Utalentowany i energiczny 28-letni Australijczyk przeszedł operację kolana w styczniu tego roku i odwołał swoje plany powrotu na Wimbledon po kolejnej kontuzji.
Finalista Wimbledonu z 2022 roku mówił wcześniej o swoich problemach ze zdrowiem psychicznym i rozmawiał z podcastem On Purpose with Jay Shetty o swoich kłopotach fizycznych.
Wyczerpany
"Jeśli to zależy ode mnie, nie chcę już grać, szczerze mówiąc" - powiedział Kyrgios. "Ale to prawie tak, jakbym musiał grać dalej. Mam o wiele więcej do zaoferowania, ale tak naprawdę nie chcę już grać. Jestem wyczerpany, zmęczony. Miałem trzy operacje. Zawsze chciałem mieć rodzinę i żyć bez bólu. Kiedy wstaję, nie mogę chodzić bez bólu".

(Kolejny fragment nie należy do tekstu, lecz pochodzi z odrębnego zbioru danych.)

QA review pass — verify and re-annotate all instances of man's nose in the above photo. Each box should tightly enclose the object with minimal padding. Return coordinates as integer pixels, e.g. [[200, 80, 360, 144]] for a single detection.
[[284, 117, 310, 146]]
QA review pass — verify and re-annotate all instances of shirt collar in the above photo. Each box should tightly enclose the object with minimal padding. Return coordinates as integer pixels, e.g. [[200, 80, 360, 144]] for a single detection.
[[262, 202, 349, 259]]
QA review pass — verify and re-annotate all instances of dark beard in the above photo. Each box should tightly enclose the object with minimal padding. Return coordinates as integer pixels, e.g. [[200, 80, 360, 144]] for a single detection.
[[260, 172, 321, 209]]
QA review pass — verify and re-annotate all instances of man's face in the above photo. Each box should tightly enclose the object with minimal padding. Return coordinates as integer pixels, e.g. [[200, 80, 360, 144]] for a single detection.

Kyrgiosowi udało się zająć 13. miejsce w światowym rankingu w 2016 roku. Ujawnił, że miał "złamane serce" po odwołaniu swojego udziału w Australian Open. Jego długa nieobecność wywołała kolejne spekulacje na temat jego tenisowej kariery.
"Chcę pograć jeszcze rok lub dwa lata i zakończyć karierę w szczytowym momencie, na własnych warunkach" - powiedział Kyrgios w podcaście, który ukazał się w tym tygodniu i jest godny polecenia. "Naprawdę nie chcę poddawać się kolejnej operacji. Myślę, że mam przed sobą jeszcze rok lub dwa gry".